Interesting Story. It caught my attention. Very good details.

morgant said

at 2:03 pm on May 3, 2011

good story, i like how you built up to the intense-ness. (:

aleesag said

at 2:04 pm on May 3, 2011

nice job with leading up to the ending. very descriptive

claya said

at 2:11 pm on May 3, 2011

I like the casual beginning and then turing the story into a thriller.

carmenc said

at 2:14 pm on May 3, 2011

the descriptions of the beach make me want summer NOW. i like how your story changes from peaceful to chaos

garrettb said

at 2:18 pm on May 3, 2011

This story makes me more eager for summer!!

lexif said

at 2:20 pm on May 3, 2011

I like your description of the mad chaos. I could picture everything that was happening.

cassiew said

at 2:21 pm on May 3, 2011

I like how the story went from a perfect summer day to a disaster.

amberk said

at 2:50 pm on May 3, 2011

I like how you put in the twist about the weather.

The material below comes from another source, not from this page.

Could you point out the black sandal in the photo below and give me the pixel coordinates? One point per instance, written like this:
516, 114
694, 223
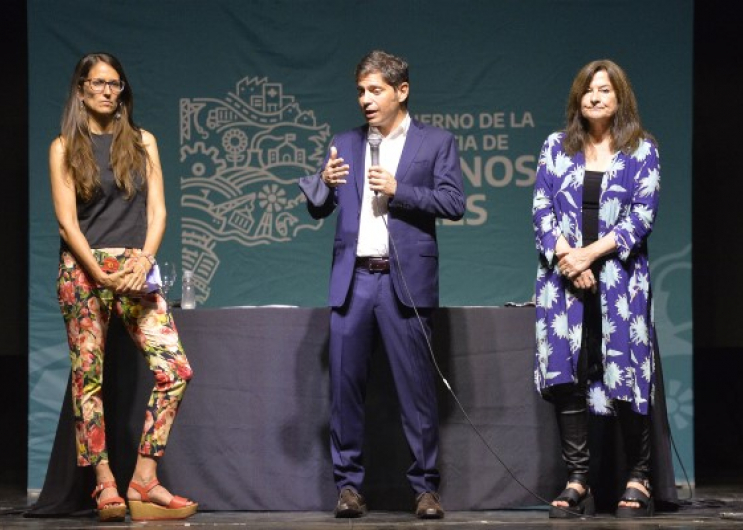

Also, good descriptions...and good thing you and Barbie got out in time! ;)

rileys said

at 1:10 pm on May 5, 2011

I like how you have it going from a perfect day to a huge storm! kinda like iowa!

mariahm said

at 1:10 pm on May 5, 2011

Nice job, I like how your story had a twist to it, it really makes me want summer here with good weather!(:

samil said

at 1:11 pm on May 5, 2011

great suspense for the storm coming. too bad everyone couldn't get away.

feliciag said

at 1:14 pm on May 5, 2011

Very interesting story!! Soaking up the sun by playing volleyball all day is a nice way to do it. I liked the names you used. It caught my attention very quickly.

matti said

at 1:15 pm on May 5, 2011

I liked the foreshadowing of seeing the clouds for the first time and thinking nothing of it.

whitneys said

at 1:17 pm on May 5, 2011

liked how you started off as a casual story and it turn out in chaos good details

lizf said

at 1:18 pm on May 5, 2011

Very descriptive, really enjoyed the suspense.

heathert said

at 1:24 pm on May 5, 2011

Very good story, I pictured you and a plastic Barbie doll running for your life!!! haha

wyattg said

at 1:25 pm on May 5, 2011

Great word choice easy to understand and not hard to read

isabellas said

at 1:32 pm on May 5, 2011

Good way of foreshadowing what was about to happen.

kevind said

at 1:33 pm on May 5, 2011

great diskipsion in your store

maxm said

at 2:17 pm on May 5, 2011

Nice story I was really scared there for a minute, the storm sounded exciting!

spencers said

at 12:35 pm on May 6, 2011

good story, way to use usage and mechanics

shannonj said

at 8:56 pm on May 8, 2011

Gerat story and good choice of words.